Taking a Stroll Through History
Walking down Lapa’s main avenue, Mem de Sá, today, it’s hard to imagine this area was once marshland (in the 18th and 19th centuries).
During that time in Lapa’s history, the Aqueduto da Carioca, built by slave labor, brought drinkable water from the hilltops down into the city. After the aqueduct stopped being used for this purpose at the beginning of the 20th century, the Arches were transformed into the Santa Teresa tram bridge.
In the early 20th century, Lapa transformed itself into a kind of French-style, bohemia–hence, its nickname, “Montmartre Carioca.”
The area’s elegant colonial mansions housed restaurants and music halls which played host to artists, politicians, intellectuals, and malandros (“young criminals”–term crops up often in Samba music.)
In the mid-20th century, as the government began to crack down on the kinds of vice-filled activities found frequently in Lapa, the area entered a period of decline.
New, modern buildings began to enter Lapa’s landscape in the 1960’s and 70’s. This contrast between old and new remains today as colonial-era homes stand check-to-jowl with huge modern structures.

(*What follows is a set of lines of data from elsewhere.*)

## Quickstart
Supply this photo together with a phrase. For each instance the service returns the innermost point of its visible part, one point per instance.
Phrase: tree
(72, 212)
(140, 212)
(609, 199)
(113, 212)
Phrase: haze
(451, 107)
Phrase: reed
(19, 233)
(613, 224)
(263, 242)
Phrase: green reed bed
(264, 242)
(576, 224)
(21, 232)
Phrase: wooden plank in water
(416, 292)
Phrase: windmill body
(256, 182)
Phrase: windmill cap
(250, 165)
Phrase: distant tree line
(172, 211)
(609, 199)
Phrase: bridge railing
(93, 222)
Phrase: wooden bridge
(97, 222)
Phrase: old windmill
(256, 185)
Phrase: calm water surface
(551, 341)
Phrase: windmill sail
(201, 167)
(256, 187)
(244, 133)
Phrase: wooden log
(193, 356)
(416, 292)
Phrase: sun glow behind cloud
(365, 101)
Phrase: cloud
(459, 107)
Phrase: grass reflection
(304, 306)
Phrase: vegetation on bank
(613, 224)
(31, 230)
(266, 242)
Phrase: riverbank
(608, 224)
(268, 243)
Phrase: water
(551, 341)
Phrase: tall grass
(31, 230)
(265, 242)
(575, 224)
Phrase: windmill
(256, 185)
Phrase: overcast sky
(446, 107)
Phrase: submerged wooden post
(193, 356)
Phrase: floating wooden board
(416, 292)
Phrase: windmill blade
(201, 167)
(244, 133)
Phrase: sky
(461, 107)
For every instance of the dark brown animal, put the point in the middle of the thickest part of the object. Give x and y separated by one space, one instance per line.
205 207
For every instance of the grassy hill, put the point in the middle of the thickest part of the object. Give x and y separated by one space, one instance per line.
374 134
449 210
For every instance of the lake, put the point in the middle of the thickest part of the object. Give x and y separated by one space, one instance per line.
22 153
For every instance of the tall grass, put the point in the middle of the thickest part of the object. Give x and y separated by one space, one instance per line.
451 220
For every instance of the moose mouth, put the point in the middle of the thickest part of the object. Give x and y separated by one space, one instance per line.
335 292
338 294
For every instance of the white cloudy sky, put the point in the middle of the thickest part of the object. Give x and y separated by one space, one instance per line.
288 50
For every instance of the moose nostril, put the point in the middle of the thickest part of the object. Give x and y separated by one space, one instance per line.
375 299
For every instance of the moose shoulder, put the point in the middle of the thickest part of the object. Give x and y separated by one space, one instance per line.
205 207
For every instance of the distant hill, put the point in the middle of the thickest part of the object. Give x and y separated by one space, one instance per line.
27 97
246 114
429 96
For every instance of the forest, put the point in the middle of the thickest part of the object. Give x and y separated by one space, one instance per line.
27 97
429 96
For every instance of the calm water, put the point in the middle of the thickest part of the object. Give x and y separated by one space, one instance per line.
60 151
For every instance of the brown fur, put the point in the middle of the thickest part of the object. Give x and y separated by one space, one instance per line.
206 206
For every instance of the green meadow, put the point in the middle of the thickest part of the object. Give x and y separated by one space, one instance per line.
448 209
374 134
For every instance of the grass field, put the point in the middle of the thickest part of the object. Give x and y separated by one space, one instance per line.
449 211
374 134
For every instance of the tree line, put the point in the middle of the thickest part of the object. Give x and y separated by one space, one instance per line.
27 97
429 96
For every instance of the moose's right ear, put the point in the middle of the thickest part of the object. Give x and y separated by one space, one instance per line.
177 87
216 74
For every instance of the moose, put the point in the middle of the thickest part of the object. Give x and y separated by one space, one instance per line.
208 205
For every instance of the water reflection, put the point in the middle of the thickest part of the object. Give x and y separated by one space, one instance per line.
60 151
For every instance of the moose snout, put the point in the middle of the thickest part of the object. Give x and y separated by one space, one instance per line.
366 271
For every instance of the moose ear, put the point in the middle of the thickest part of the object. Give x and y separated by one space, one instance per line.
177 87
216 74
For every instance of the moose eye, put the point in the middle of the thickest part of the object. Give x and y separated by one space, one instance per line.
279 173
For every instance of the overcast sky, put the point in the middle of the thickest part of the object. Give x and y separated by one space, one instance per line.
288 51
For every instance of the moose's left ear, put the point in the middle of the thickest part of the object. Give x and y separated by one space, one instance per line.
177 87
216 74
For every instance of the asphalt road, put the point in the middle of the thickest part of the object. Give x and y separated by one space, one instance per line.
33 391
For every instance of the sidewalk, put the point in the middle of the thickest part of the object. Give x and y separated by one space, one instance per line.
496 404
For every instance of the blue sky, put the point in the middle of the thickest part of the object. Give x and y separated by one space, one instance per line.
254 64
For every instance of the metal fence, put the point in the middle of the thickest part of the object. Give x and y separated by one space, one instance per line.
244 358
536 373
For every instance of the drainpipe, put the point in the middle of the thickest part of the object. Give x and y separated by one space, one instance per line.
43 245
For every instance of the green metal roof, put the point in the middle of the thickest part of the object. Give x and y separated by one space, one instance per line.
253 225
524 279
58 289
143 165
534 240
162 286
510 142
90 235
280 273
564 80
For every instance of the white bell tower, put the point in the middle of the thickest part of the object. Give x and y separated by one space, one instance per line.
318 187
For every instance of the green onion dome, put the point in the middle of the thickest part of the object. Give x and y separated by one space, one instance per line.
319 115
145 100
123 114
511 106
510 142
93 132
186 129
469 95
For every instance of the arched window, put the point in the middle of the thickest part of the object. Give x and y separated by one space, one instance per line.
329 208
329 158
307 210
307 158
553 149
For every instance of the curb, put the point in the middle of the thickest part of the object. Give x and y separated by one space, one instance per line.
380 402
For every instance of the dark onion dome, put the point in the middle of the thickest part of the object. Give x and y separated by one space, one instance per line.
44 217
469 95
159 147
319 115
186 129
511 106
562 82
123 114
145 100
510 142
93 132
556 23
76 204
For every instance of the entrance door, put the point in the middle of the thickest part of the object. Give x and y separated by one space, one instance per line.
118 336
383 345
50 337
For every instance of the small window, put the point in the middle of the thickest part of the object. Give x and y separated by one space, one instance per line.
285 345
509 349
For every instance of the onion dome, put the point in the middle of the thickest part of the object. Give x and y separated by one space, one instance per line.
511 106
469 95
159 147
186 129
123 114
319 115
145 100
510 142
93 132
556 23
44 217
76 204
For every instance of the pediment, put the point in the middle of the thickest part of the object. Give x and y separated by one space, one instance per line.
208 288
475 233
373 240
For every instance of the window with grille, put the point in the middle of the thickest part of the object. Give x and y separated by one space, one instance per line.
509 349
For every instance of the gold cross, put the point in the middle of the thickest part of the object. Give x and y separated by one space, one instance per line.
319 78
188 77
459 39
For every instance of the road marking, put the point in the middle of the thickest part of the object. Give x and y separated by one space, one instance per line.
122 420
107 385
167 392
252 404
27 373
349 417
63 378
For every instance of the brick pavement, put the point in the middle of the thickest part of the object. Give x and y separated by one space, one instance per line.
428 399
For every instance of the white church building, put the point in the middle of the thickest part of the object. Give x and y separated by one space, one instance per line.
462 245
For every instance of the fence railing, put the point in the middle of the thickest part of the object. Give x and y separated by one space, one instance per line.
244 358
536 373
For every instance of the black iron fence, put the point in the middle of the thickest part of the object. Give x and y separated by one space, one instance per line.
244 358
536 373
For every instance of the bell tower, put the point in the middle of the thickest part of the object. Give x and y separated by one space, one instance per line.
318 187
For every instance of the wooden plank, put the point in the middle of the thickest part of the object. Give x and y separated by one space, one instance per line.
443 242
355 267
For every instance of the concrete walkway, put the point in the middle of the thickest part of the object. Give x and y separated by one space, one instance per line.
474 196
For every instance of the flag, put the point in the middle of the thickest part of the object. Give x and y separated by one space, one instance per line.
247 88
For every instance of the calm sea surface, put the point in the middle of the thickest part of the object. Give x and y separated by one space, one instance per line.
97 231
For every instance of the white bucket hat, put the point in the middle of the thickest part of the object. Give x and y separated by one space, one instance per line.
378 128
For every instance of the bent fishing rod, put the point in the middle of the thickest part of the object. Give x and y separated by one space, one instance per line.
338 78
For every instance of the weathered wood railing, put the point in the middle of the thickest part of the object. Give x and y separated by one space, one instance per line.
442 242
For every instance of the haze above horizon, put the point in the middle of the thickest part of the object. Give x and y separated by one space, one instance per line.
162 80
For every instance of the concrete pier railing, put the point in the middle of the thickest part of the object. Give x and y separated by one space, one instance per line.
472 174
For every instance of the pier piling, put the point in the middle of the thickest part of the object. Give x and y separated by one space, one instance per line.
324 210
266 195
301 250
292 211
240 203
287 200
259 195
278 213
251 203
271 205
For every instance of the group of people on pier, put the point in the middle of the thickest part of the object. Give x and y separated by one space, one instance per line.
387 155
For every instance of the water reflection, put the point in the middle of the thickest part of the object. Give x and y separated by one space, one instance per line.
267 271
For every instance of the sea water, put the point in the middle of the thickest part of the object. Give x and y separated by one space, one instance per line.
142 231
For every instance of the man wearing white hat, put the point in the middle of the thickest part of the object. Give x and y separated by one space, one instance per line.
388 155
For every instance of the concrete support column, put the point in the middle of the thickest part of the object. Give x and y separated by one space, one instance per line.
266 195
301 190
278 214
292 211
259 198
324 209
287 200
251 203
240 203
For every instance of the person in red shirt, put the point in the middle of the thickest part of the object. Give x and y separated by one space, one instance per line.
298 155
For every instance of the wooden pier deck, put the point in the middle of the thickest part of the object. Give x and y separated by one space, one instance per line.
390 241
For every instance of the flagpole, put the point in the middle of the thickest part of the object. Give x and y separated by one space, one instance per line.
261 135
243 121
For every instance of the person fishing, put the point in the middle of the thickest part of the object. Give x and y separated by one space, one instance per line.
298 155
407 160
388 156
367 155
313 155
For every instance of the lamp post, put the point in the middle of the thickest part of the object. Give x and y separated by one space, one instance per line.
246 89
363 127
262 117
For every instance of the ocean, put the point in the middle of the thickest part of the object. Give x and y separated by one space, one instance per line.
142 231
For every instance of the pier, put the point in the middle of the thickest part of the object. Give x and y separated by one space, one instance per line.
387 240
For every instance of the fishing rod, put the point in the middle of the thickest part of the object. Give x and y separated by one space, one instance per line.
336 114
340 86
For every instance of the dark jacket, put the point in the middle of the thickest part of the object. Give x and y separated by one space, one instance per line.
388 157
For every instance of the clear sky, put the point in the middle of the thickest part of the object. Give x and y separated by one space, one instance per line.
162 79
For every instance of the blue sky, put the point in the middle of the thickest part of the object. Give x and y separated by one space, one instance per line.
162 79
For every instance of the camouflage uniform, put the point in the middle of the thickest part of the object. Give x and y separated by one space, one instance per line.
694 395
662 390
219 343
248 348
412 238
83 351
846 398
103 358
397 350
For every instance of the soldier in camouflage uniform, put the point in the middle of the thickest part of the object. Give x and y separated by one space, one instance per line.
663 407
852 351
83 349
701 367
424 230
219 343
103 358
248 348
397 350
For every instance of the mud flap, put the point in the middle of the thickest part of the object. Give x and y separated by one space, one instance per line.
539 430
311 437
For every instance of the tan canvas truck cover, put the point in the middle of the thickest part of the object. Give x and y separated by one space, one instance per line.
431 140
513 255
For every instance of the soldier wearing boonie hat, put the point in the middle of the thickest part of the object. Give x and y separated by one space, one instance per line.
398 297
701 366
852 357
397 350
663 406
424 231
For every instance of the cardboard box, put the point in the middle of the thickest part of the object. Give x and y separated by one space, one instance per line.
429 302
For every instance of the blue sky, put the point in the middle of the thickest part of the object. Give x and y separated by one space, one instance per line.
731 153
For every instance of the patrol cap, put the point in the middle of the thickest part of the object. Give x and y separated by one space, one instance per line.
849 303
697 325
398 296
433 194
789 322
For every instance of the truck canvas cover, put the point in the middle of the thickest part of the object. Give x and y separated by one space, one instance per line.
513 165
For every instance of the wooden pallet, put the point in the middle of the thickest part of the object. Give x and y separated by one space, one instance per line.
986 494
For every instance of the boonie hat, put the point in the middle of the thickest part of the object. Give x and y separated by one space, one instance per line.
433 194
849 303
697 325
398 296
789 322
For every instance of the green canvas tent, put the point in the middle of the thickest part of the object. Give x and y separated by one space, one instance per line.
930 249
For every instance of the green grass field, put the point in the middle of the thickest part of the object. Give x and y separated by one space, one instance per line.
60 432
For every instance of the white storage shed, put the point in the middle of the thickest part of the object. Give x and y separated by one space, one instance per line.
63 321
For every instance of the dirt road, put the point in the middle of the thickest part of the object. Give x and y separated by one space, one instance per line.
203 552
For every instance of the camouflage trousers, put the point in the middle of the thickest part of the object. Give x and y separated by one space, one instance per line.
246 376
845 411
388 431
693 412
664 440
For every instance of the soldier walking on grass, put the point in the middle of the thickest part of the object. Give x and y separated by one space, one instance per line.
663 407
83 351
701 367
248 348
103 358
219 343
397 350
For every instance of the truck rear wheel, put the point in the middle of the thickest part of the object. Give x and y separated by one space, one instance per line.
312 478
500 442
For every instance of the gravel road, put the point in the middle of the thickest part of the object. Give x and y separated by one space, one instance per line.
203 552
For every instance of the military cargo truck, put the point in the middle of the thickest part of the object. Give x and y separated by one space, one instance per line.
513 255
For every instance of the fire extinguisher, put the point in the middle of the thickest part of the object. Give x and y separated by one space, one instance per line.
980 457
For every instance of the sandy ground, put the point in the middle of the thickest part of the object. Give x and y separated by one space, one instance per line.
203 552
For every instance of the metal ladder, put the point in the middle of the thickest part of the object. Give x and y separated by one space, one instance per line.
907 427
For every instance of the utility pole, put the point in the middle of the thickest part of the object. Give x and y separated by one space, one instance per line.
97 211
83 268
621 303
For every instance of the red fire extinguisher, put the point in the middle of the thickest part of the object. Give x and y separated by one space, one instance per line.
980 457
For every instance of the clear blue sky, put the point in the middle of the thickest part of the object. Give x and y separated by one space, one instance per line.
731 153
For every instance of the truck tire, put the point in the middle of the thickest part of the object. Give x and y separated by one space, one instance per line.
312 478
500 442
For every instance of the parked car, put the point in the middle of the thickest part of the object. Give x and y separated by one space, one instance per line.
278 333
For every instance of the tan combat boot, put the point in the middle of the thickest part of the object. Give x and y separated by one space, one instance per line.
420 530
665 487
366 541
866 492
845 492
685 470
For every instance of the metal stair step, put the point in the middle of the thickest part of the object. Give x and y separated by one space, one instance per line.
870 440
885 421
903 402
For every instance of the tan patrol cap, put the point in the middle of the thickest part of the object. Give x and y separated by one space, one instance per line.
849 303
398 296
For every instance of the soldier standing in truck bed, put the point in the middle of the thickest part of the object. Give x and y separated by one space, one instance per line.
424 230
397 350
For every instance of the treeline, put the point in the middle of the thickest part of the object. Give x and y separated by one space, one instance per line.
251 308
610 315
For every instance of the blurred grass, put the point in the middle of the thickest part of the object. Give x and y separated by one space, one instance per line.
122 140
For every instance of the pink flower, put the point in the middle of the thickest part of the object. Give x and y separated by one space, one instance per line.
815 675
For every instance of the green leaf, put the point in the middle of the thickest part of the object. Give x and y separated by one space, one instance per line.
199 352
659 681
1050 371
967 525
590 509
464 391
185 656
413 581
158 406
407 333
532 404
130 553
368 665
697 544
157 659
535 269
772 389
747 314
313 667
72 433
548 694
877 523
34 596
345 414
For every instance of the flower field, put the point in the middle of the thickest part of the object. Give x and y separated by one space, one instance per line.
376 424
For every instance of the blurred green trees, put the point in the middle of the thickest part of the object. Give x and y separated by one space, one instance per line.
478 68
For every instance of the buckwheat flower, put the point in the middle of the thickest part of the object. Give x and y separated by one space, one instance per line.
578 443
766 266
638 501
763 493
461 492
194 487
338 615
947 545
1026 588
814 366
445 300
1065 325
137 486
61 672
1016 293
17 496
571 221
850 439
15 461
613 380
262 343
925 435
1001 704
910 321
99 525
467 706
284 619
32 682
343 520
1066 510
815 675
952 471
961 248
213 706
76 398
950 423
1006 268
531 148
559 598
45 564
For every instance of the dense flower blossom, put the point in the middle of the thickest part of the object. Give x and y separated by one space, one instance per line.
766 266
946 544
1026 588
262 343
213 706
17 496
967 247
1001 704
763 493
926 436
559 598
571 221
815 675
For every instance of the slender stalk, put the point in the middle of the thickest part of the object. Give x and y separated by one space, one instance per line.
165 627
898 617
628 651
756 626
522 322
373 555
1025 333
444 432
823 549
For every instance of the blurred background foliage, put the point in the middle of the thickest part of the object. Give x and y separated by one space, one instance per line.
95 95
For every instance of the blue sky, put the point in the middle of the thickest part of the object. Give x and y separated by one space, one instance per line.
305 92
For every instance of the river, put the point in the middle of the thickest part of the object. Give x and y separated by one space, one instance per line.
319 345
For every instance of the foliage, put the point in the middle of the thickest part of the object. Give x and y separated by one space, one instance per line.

Finding Beauty in Contrasts
But Lapa’s contrasts and contradictions are key elements of its character. Even the street art, we found, offers a mix of celebration (of the city, of Brazil, of art) and critique (of government policies, racism, poverty):
Fun fact: we got to meet the artist of the works below because he was a friend of our lovely Airbnb host, Antonio. (We highly recommend using Airbnb to help find your accommodation in Rio–having a local to help you navigate this city is absolutely fantastic. If you haven’t booked with Airbnb before, click here to get $35 off your first stay, compliments of Uncontained Life!)
A Love Letter to Rio
And of course, no overview of Lapa would be complete without a look at the Escadaria Selarón, a 215-step, tiled stairway created by Chilean artist Jorge Selarón.
Selarón constructed his staircase (which contains more than 4,000 tiles) as both a love letter to Rio, and as a commentary on Brazil’s treatment of its most historically disadvantaged inhabitants: non-white favela-dwellers.
(You can see more photos of the staircase over here!)
As Lapa continues to revitalize, it’s possible the area may lose some of its rougher edges. But we hope its weird, wonderful, colorful spirit always remains.